Summary:
-
Documents show “indexed” status in datastore, however are not searchable/retrievable using metadata struct_field filters.
-
I have verified that the datastore schema has
searchable, indexable, retrievableall set -
Issue occurs intermittently (e.g. 1/10 upload attempts).
-
Currently, I’m using a “test” document (small text document with struct fields) – nothing complex.
-
I’m using a “test” datastore, with very few documents ingested (e.g. < 100)
Expectation:
- My expectation is that once the document shows “Indexed status: Indexed”, that I can reliably retrieve and query the document
Background:
-
I am using Vertex AI Search for with custom documents, which I upload to a datastore using the Python SDK (google.cloud.discoveryengine_v1), using the latest version of the discovery engine package (google-cloud-discoveryengine v0.16.0).
-
I’m using the
discoveryengine.CreateDocumentRequestto stream the request (rather than batch ingestion). -
This works great, and the document is uploaded to the data store, and the datastore shows “Index Status: Indexed 1/22/2026, 12:07:03 AM, America/Vancouver”.
-
After upload, I am verifying whether the document is retrievable using metadata struct_field.

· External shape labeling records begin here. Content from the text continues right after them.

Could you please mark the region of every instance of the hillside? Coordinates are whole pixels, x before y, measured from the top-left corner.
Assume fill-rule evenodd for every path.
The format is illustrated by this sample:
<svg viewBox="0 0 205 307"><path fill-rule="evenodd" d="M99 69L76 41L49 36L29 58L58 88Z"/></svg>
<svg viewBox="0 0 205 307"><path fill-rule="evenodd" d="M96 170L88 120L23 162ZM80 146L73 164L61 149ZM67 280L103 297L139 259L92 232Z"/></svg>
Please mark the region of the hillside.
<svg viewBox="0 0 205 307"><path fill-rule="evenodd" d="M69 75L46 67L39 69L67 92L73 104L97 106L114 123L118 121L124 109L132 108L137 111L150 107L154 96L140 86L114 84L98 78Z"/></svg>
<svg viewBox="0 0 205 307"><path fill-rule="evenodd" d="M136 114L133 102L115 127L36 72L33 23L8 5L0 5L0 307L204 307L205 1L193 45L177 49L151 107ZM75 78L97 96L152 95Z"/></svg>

For example, I have “ingestion_task_id type=string Array=no Searchable=true Indexable=True Retrievable=True” in my schema.
-
I then verify searchability using the following code
request = discoveryengine.SearchRequest(
serving_config=serving_config,
query=””,
filter=”ingestion_task_id: Any()”,
page_size=page_size,
content_search_spec=content_search_spec,
)
- Frustratingly, this works about 90% of the time, but intermittently and periodically fails
Observations:
- Sometimes the documents do become retrievable after a long time (e.g. hours), but significantly after the Indexed status shows “Indexed”